There also seems to be this mentality of “if I can’t give it 100% it’s not worth it”. While it is important to work hard during your workouts, you don’t HAVE to every time. Goals are great, and you have to put in a certain amount of work to build strength or lose fat, or run faster – whatever your goal is. Of course, you have to put in the work; however, if you’re just an everyday person who simply wants to be healthy – have decent mobility, feel energized, and just feel confident most days, it doesn’t have to be that severe. It is more important to stay consistent (do your three workouts each week) than to give 1000% every time. Getting in 10 minutes at 50% will do more for you than getting in 0 minutes at 0%. Over time, you will be able to push yourself more. You will build up confidence in your ability to push harder. Again, I am not saying you can just do 10% effort all the time and see results, but 10% effort 70% of the time will still keep your more mobile and fit than 0% effort for three weeks.

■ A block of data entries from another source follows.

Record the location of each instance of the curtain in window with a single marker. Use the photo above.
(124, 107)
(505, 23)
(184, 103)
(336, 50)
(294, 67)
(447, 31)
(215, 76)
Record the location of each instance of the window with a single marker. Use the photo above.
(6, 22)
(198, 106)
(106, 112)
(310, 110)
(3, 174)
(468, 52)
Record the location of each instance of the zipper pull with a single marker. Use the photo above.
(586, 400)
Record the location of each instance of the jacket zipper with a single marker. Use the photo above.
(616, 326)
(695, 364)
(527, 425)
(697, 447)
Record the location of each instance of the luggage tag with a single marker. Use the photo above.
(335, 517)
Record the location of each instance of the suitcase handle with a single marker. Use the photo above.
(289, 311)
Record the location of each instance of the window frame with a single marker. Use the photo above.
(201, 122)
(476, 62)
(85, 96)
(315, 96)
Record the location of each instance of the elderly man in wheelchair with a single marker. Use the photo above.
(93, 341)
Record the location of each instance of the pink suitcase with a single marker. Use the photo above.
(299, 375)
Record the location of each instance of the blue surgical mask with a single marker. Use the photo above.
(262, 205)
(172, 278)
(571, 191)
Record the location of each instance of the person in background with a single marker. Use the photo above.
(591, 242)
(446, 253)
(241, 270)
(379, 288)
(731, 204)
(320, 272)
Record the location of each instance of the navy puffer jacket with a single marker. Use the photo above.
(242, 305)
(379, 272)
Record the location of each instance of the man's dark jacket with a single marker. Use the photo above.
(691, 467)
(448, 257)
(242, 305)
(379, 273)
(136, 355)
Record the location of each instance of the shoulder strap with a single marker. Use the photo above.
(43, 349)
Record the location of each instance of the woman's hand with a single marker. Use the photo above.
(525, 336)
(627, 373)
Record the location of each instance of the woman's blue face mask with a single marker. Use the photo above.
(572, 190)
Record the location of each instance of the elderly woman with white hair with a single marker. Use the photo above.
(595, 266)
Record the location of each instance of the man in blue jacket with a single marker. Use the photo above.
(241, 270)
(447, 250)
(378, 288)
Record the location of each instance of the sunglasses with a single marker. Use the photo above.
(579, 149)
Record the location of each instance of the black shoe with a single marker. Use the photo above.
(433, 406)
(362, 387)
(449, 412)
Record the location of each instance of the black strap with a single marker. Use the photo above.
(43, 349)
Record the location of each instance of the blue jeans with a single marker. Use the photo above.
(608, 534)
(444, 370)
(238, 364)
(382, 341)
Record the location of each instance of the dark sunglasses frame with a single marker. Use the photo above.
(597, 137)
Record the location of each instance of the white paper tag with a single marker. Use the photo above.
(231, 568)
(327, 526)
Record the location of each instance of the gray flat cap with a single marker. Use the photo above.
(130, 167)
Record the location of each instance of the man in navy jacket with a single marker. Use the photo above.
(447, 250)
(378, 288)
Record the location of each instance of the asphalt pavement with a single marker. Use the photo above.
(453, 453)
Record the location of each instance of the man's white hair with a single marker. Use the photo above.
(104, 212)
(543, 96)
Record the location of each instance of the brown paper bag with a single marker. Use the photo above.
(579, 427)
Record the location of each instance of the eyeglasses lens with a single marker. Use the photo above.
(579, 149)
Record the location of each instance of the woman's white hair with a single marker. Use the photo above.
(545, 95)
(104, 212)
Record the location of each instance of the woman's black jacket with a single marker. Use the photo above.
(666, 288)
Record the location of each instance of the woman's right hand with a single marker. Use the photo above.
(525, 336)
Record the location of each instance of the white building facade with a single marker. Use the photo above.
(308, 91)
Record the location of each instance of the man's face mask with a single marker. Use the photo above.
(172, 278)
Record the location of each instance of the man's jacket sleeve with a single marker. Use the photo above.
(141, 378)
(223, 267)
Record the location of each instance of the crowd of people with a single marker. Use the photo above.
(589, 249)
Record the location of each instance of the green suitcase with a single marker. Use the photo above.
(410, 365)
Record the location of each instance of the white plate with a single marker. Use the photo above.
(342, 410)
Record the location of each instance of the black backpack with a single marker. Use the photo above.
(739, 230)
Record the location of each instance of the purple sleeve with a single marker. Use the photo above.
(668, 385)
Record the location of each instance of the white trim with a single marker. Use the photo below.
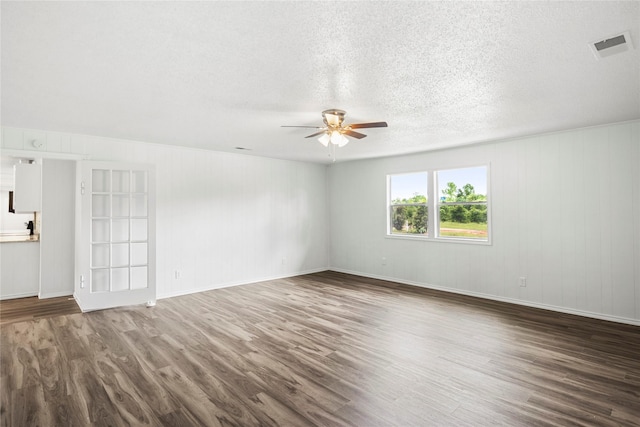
(239, 283)
(590, 314)
(57, 294)
(16, 296)
(31, 154)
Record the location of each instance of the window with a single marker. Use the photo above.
(409, 212)
(455, 199)
(462, 203)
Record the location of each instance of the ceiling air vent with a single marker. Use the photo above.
(611, 45)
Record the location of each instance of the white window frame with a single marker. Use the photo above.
(433, 208)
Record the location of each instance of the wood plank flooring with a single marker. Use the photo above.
(325, 349)
(33, 308)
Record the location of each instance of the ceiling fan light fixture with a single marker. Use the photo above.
(337, 137)
(324, 139)
(332, 120)
(343, 141)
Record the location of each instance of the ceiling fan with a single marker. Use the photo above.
(334, 130)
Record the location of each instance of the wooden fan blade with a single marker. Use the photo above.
(308, 127)
(354, 134)
(368, 125)
(315, 134)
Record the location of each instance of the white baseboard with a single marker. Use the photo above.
(56, 294)
(16, 296)
(235, 283)
(600, 316)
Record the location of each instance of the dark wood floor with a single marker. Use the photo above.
(326, 349)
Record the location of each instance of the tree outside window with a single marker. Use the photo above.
(460, 205)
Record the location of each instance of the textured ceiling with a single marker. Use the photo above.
(220, 75)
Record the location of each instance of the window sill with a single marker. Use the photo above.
(439, 239)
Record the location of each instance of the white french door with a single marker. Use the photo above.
(115, 248)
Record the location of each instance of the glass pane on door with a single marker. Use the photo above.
(119, 230)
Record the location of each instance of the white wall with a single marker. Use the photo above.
(222, 218)
(57, 233)
(565, 214)
(19, 269)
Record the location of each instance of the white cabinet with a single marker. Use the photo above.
(27, 194)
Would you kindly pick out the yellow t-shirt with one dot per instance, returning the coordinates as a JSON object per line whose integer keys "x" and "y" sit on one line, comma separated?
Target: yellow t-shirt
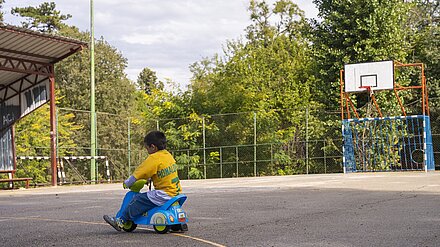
{"x": 162, "y": 169}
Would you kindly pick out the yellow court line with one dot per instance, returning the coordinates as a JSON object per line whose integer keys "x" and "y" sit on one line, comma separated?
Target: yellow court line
{"x": 99, "y": 223}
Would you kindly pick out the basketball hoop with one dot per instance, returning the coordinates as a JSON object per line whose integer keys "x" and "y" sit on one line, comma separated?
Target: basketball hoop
{"x": 369, "y": 89}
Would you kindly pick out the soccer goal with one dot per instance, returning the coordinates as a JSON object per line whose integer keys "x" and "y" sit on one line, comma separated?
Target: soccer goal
{"x": 383, "y": 143}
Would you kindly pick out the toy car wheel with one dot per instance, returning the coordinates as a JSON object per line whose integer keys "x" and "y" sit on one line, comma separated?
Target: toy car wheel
{"x": 179, "y": 227}
{"x": 129, "y": 226}
{"x": 176, "y": 228}
{"x": 161, "y": 229}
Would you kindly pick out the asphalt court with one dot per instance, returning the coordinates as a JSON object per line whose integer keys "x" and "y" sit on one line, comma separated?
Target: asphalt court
{"x": 374, "y": 209}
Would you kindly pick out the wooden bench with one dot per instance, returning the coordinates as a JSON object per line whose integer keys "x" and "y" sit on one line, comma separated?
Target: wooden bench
{"x": 6, "y": 180}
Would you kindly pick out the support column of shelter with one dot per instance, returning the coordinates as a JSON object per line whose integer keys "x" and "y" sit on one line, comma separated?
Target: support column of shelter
{"x": 53, "y": 128}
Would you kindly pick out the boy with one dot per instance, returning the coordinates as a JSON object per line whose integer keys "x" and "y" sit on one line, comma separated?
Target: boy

In sum, finding the gray in your health is difficult. Take baby steps. Manage your expectations. Identify when you have black and white thinking. Maybe you can’t get in an hour at the gym today, but that doesn’t mean you need to eat a pint of ice cream because you feel bad about it. If you really want to get in a workout, set a timer for 10 minutes and do 30 seconds of squats followed by 30 seconds of rest. You could even do that for five minutes! Or hold a 1:00 plank. It may sound small and silly, but it will also help you break through your black and white thinking. Remember that just because you eat a piece of pizza, doesn’t mean you need to eat a whole cake too. It does not have to be all or nothing. Keep reminding yourself that the overarching goal is LIFESTYLE not a quick fix. Keep reminding yourself that you can eat a piece of pizza without gaining 10lbs (seriously, you won’t gain weight from one slice of pizza). Remind yourself that consistency counts. Remind yourself that nothing else in life is black and white, so food and fitness don’t have to be either. Remind yourself that when you are tired you should REST! Remind yourself that you are worth taking care of. Make a conscious effort to listen to what your body is saying to you. Ask yourself if what you are doing is sustainable.